初回の土浦湖北は、3番塙君の安打などで2死一二塁から、5番大関将哉君が中前打してまず1点。さらに、続く大関友久君の打球は、風にも乗った形で、右翼手の頭上を破る二塁打となり、二者を帰した。これで3点が入ったのだが、それを水城が追いかけるという展開となった。
土浦湖北は、夏のチームから投げているエースの大関友君が安定しているので、初回の3点リードはかなり優位に試合を運べられる。
この日は、130キロに届くか届かないかくらいだったが、最速では135キロ以上をマークしたこともあるという速球派だ。ただ、夏の疲労もまだ残っている中で、長かった残暑もあってシード決めの新人大会からブロック予選と、疲れが抜けきらなかったというところもあったようだ。
追いかけたい水城は3回、2死走者なしとなったところで、1番前島君以下、石川君、白瀬君と3連打して1点を返した。さらに、5回にも1死後、9番鬼沢君が左前打で出ると、四球と石川君のバントが安打となって満塁。ここで、大関君はイメージ通り内野ゴロを打たせて併殺かと思われたのだが、二塁封殺のみになって、三塁走者が帰って1点差となった。
打線には力があり、白瀬君ら一発のある選手もいる水城だけに、1点差になるとどうなるかわからない展開である。
好火消の土浦湖北・関口君
しかし、取られたら取り返せとばかり、土浦湖北も勝負強かった。
6回の土浦湖北は、先頭の4番関口君が四球で出ると、1死後大関友君が右前打して一三塁。五味君の内野ゴロの間に、三走が帰った。結果的には、この1点が非常に貴重な得点ということになった。
小川幸男監督も試合後、「展開からいっても、6回の得点は大きかったですね。あの場面は、代打も考えたのですが、ラッキーボーイ的なところのある選手なのでそのままいかせました」と、背番号17の五味君起用が、内野ゴロでの得点ではあったのだが、功を奏したということになった。
9回に水城が、無死で6番内桶君が一二塁間を破って出塁し、暴投で二進後死球と、追い上げ体制となった。ここで、小川監督は迷わず三塁から関口君をマウンドに送った。野手投げではあるが、肩の強さもあって、球には威力があるということで、こうした場面でのリリーフも多いという。

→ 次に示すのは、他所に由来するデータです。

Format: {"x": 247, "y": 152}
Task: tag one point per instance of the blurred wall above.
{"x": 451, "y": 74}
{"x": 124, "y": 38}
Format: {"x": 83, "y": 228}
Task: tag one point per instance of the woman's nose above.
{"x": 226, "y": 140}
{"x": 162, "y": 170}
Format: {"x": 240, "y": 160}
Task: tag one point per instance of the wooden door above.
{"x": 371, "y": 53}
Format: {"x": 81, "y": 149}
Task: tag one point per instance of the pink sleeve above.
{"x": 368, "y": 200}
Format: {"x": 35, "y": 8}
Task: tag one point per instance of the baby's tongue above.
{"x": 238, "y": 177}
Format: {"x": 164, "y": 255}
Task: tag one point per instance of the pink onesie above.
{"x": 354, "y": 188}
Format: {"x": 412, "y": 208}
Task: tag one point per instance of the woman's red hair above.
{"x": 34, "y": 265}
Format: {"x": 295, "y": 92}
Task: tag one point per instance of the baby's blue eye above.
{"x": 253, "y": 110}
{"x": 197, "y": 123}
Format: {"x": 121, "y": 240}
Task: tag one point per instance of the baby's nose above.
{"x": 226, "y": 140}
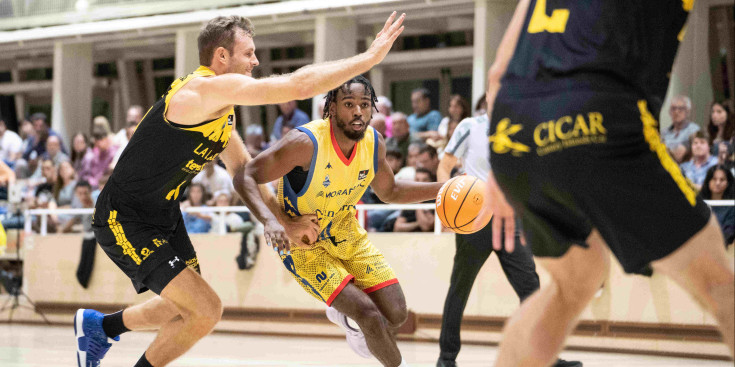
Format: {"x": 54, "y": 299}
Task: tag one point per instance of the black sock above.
{"x": 143, "y": 362}
{"x": 112, "y": 324}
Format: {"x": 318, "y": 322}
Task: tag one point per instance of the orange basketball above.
{"x": 458, "y": 203}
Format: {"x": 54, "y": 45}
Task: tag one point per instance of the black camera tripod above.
{"x": 13, "y": 284}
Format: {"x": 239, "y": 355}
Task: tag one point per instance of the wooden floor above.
{"x": 50, "y": 346}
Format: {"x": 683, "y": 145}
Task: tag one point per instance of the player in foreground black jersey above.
{"x": 574, "y": 147}
{"x": 137, "y": 219}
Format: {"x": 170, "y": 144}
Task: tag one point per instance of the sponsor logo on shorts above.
{"x": 569, "y": 131}
{"x": 321, "y": 277}
{"x": 145, "y": 252}
{"x": 501, "y": 141}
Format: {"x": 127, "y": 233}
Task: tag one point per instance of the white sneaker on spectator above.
{"x": 355, "y": 337}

その期待に応えた関口君は、送球ミスで1点は失ったものの、何とか抑えきって薄氷の1点差勝利を得た。
小川監督は、「8回はたまたま正面だったですけれども、連続でいい当たりをされていたので、9回は最初から関口で行ってもよかったのかなぁ」と、ちょっと反省していた。
それでも、何とかリードを守り切って関東大会進出に手が届きかかったベスト4進出である。
「次は、チャレンジャーというつもりでやれますから、思い切っていきたいと思います」と、先を見据えていた。